Rabbi Chezki Lifshitz has been a fixture on the post-army tiyul scene for years. His laid back Nepalese Chabad House is a meeting place for young Israelis at all times of the year, but on Pesach, Kathmandu’s Jewish population swells by up to 2,000 as Israelis (and a few Jews from other countries too) make their way to the city to participate in what is rightly known as the mother of all group Seders.
The problem is not that Rabbi Lifshitz doesn’t have the cash or wherewithal this year to plan the Seder. It’s just that the kosher supplies being sent from Israel – including thousands of shmura matza and other foodstuffs not readily available in Nepal – are stuck in a container in Calcutta, and the striking Foreign Ministry staff are not cooperating with the Indian authorities to release that container from customs.
Calcutta is already a two and a half day drive from Kathmandu, if there isn’t an avalanche blocking the winding mountain roads, so if a miracle is going to happen, it can’t be at the last minute. (As of this writing, we are exactly 3 weeks away from Seder night.)
Rabbi Lifsthiz has expressed hope that the Foreign Ministry could make an exception and allow the container to continue on its way, but a Foreign Ministry spokesman was playing Pharaoh, hardening his heart. “What can we do? We’re on strike,” said Yigal Palmor, a spokesperson for the ministry. “The Seder will be canceled….we’ve been pushed into a corner by the Finance Ministry” which the diplomats say has cut their salaries to intolerable levels, hence leading to the sanctions and strike.
The Seder in Kathmandu has personal resonance for me: my family and I were among the 1,100 Israelis attending Chabad’s Kathmandu Seder in 2011 (it was a relatively small year) as part of a combination 50th birthday and bar mitzvah trek in the land of the rupee, and I have strong memories of the experience, albeit not entirely fond.
The Seder, I wrote on my blog, was a decidedly mixed experience, with the rabbi racing through the Haggadah “as if it were a ‘greatest hits’ album, speed reading the entire story in under 50 minutes, including ‘breaks’ for the most popular songs such as Ma Nishtanah and Dayenu.”
It was, I felt, a missed opportunity: the intention it seems was not to make the Seder meaningful to the uniquely captive audience, but to yotzei the assembled multitude – “that is, as long as they’ve ‘heard’ the entire Haggadah, they’ll have ‘fulfilled’ the mitzvah.” Indeed, the most exciting moment was not Pharaoh’s release of the Jewish people or a river of blood, but a very contemporary lottery in which, amazingly, my wife Jody won the top prize – a free bungee jump from the tallest bridge in the world. (She passed, as we were leaving the country to return home only a day later.)
But, personal experience aside, it would terribly sad if Chabad’s annual Kathmandu extravaganza were to be passed over due to the Foreign Ministry strike.

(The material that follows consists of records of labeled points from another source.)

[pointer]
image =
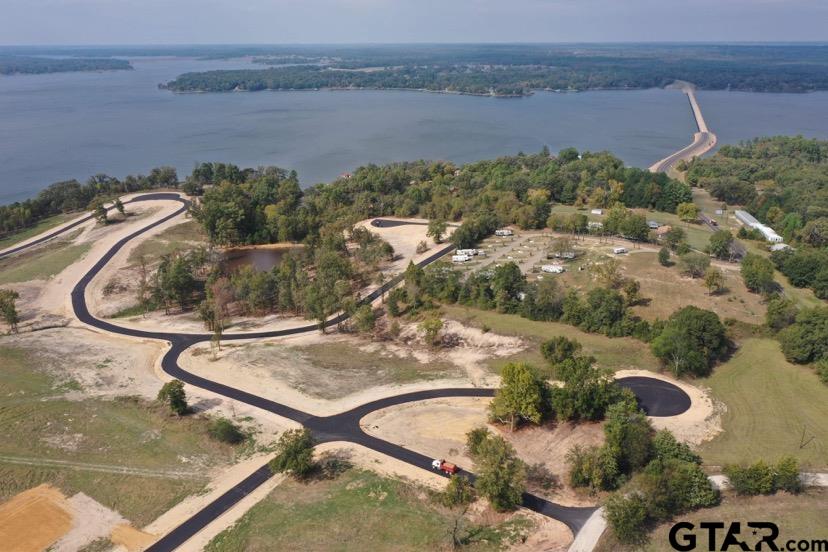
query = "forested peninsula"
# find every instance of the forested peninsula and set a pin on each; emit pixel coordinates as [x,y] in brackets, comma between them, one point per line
[489,71]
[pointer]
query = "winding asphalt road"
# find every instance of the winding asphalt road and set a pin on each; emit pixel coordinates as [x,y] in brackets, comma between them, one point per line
[657,397]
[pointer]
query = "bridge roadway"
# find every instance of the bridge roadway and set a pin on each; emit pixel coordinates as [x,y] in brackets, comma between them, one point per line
[657,397]
[703,139]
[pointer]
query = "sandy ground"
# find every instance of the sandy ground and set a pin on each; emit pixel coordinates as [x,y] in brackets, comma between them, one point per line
[270,368]
[700,423]
[423,427]
[218,486]
[404,240]
[42,517]
[34,519]
[48,302]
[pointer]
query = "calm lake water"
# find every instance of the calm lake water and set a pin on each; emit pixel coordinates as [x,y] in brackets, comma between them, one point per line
[72,125]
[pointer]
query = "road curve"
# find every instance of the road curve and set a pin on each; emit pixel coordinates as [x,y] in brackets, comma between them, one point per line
[656,396]
[703,139]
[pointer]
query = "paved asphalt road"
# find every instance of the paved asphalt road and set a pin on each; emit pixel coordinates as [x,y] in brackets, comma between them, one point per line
[658,398]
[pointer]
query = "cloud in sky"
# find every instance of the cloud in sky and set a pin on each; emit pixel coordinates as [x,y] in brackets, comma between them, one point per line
[336,21]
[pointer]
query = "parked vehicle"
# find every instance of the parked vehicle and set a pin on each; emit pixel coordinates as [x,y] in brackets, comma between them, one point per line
[446,467]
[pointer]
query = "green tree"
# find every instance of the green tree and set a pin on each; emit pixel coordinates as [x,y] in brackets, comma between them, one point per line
[364,318]
[172,393]
[781,313]
[720,243]
[520,397]
[458,492]
[559,349]
[437,230]
[694,264]
[627,516]
[691,341]
[294,453]
[501,474]
[688,212]
[431,328]
[757,272]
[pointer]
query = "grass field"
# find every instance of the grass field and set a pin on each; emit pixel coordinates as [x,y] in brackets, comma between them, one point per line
[42,226]
[40,428]
[175,239]
[798,517]
[770,402]
[42,262]
[356,512]
[615,353]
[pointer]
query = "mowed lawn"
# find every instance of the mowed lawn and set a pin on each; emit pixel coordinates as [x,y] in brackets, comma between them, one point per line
[774,408]
[42,226]
[38,426]
[616,353]
[358,511]
[798,517]
[42,262]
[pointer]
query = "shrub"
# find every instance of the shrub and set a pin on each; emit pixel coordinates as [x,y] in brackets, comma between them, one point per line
[294,453]
[666,446]
[787,475]
[755,479]
[225,431]
[627,515]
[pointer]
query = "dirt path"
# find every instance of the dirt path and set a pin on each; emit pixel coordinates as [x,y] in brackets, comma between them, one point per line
[102,468]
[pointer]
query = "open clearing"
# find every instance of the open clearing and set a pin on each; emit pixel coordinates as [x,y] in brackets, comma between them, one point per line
[41,263]
[774,408]
[46,421]
[39,228]
[616,353]
[358,511]
[798,517]
[438,428]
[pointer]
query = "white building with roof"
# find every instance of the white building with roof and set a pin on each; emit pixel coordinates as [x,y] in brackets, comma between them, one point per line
[750,221]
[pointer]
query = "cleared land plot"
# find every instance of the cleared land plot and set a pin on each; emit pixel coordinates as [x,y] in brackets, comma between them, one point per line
[42,262]
[798,517]
[357,511]
[175,239]
[40,429]
[615,353]
[40,227]
[669,290]
[329,370]
[770,403]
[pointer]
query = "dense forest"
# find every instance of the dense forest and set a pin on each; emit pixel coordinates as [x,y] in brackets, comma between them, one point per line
[71,195]
[267,205]
[11,64]
[508,70]
[783,181]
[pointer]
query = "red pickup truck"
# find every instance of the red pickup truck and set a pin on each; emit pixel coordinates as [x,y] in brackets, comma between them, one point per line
[446,467]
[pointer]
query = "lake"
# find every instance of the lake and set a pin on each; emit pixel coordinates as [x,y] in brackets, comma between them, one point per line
[72,125]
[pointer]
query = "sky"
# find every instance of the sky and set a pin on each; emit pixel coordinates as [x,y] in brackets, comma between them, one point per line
[55,22]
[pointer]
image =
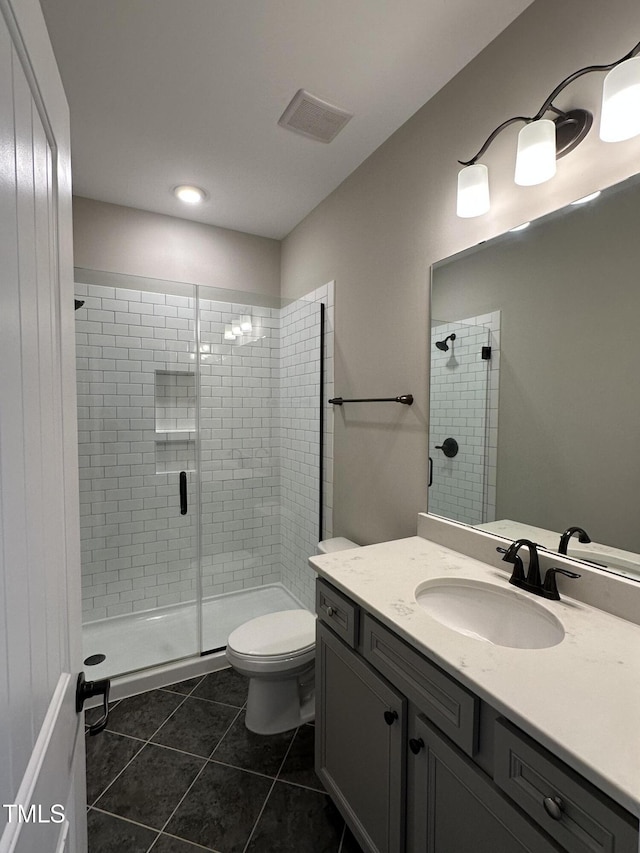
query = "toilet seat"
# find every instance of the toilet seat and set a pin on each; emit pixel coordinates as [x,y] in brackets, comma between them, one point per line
[280,636]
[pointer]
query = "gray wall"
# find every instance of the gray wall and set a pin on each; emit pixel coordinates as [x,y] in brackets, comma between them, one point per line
[135,242]
[569,299]
[380,231]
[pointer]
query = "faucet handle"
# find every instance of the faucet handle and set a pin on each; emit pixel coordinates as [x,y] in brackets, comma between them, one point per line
[550,588]
[518,565]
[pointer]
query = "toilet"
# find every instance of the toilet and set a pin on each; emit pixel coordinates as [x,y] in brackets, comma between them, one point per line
[277,653]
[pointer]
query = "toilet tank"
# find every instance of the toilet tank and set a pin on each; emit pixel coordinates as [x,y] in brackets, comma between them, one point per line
[339,543]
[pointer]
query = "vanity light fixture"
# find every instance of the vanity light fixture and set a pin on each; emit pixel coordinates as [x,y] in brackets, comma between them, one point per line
[586,198]
[543,140]
[189,194]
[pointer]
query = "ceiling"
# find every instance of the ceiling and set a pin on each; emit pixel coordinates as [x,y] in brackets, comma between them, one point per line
[168,92]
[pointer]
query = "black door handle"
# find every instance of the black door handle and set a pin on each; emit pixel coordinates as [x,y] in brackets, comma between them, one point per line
[416,744]
[183,492]
[85,690]
[449,447]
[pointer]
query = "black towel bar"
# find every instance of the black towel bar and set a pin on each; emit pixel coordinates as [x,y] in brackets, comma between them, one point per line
[407,399]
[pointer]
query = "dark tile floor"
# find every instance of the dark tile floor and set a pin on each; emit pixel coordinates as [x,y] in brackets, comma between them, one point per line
[176,771]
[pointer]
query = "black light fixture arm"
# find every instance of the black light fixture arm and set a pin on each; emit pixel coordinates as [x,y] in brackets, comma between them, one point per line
[548,103]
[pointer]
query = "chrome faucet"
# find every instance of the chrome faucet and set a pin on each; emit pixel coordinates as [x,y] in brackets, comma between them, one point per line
[583,537]
[532,582]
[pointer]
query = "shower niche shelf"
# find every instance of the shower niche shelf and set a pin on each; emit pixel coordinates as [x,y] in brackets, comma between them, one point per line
[175,403]
[175,455]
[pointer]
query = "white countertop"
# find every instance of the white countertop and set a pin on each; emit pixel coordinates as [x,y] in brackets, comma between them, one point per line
[580,698]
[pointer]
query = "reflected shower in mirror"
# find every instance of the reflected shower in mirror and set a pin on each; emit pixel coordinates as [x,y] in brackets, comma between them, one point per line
[561,303]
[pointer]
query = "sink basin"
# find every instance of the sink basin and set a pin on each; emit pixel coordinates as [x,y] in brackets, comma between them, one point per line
[487,612]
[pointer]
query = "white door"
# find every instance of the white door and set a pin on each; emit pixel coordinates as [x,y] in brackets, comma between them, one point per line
[41,735]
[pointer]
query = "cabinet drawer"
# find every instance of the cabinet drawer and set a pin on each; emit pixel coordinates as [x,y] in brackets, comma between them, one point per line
[446,703]
[337,611]
[565,805]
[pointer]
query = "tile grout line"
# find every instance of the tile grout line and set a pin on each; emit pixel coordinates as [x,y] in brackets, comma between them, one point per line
[253,829]
[144,743]
[200,772]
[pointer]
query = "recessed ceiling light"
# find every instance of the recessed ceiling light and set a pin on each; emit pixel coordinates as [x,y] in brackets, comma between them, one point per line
[189,194]
[586,198]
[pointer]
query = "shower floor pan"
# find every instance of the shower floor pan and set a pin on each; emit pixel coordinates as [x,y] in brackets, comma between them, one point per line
[156,637]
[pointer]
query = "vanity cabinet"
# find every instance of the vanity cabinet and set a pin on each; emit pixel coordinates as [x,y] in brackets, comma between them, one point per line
[417,763]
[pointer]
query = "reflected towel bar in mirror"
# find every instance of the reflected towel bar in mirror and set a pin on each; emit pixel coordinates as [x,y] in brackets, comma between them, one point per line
[407,399]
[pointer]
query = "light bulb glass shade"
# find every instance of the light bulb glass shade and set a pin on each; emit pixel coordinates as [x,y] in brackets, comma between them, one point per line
[473,191]
[620,116]
[189,194]
[536,157]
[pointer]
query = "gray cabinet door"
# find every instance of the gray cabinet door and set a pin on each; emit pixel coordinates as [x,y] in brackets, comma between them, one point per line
[455,808]
[360,728]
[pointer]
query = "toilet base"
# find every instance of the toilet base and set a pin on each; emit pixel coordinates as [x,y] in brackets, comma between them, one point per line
[279,705]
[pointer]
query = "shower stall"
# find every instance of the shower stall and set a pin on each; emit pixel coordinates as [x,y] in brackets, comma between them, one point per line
[463,418]
[200,446]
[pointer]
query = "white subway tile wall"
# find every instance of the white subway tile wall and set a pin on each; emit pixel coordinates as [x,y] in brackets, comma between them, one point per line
[464,406]
[259,447]
[138,552]
[239,449]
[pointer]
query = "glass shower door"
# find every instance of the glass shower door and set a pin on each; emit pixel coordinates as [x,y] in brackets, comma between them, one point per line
[137,419]
[458,434]
[260,450]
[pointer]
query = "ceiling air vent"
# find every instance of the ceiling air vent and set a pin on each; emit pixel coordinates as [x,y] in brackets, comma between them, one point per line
[313,117]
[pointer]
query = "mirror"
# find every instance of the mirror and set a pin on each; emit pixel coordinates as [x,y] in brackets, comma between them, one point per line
[548,427]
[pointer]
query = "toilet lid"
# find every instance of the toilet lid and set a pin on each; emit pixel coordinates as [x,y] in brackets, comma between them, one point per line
[285,632]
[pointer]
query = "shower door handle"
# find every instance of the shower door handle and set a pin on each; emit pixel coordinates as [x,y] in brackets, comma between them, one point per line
[183,492]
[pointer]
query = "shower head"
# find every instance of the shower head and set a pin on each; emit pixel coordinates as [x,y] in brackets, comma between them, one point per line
[443,345]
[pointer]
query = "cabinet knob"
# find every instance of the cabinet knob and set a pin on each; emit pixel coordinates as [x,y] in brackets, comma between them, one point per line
[553,807]
[390,717]
[415,745]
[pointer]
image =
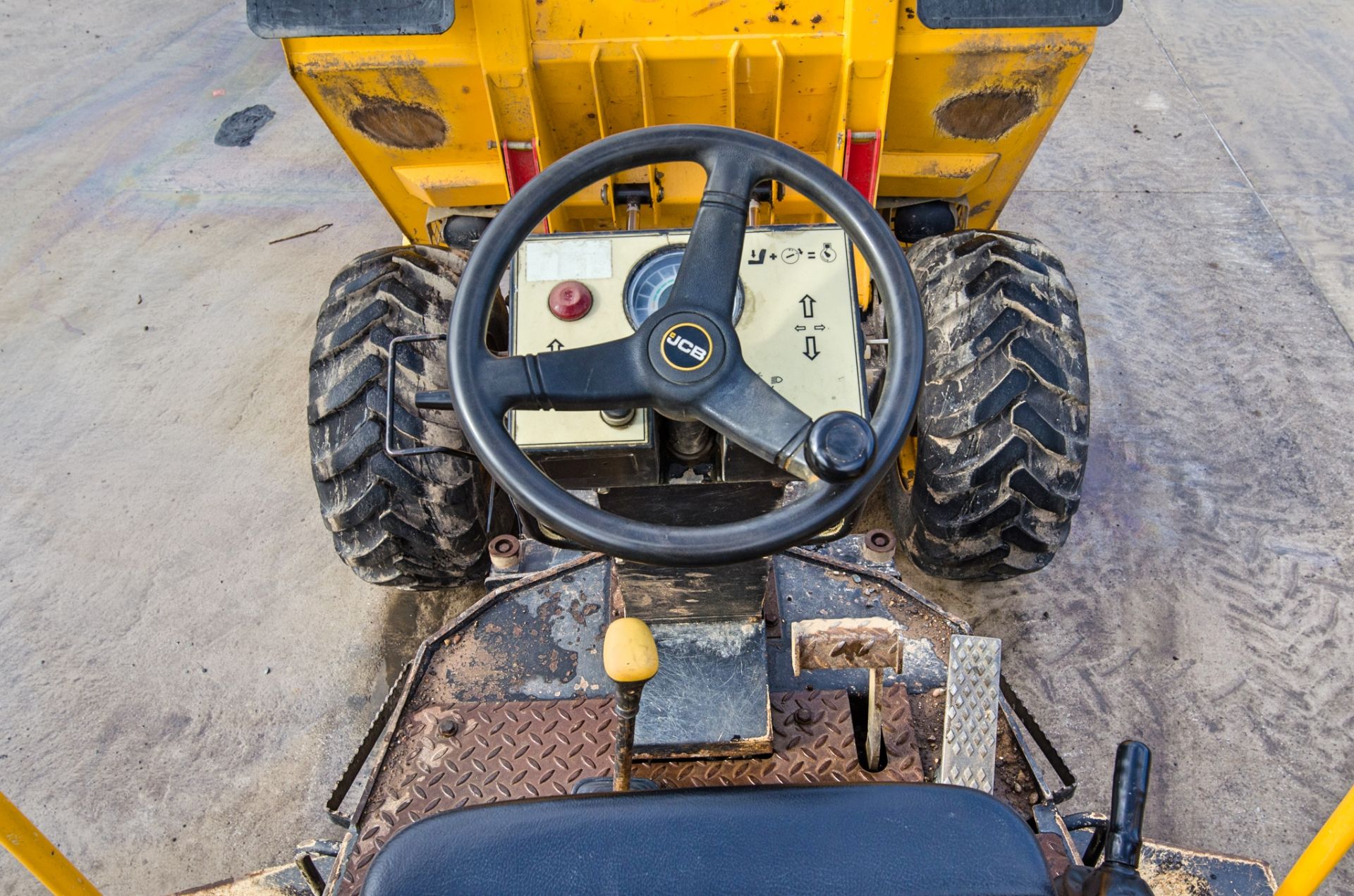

Sadder than not getting to see the latest Pope? For the Israelis winding their way down the Annapurna trek from Muktinath, or flying back from Mount Everest, without cell phone or Internet coverage on the trail to keep up with the news, this could be worse than frogs in their beds and lice in their heads (as one cheerful Pesach ditty goes).
And it’s not like the tie died, dreadlocked and multiple pierced young Israelis who will, as in years past, rendezvous at the upscale Yak and Yeti Hotel in Katmandu can dine out on those newly kosher Ritz crackers with artificial bacon flavor that have been all over the news this week – not because of the impressions of pork, but because they’re chametz on Pesach. Fortunately, there’s always plenty of leaven-free daal baht on every street corner, although the dumpling like momos are a definite no-no.
Rabbi Lifshitz hasn’t given up entirely. Channeling Moses from a pivotal point later in the Exodus story, he says “We’re not raising our hands yet.”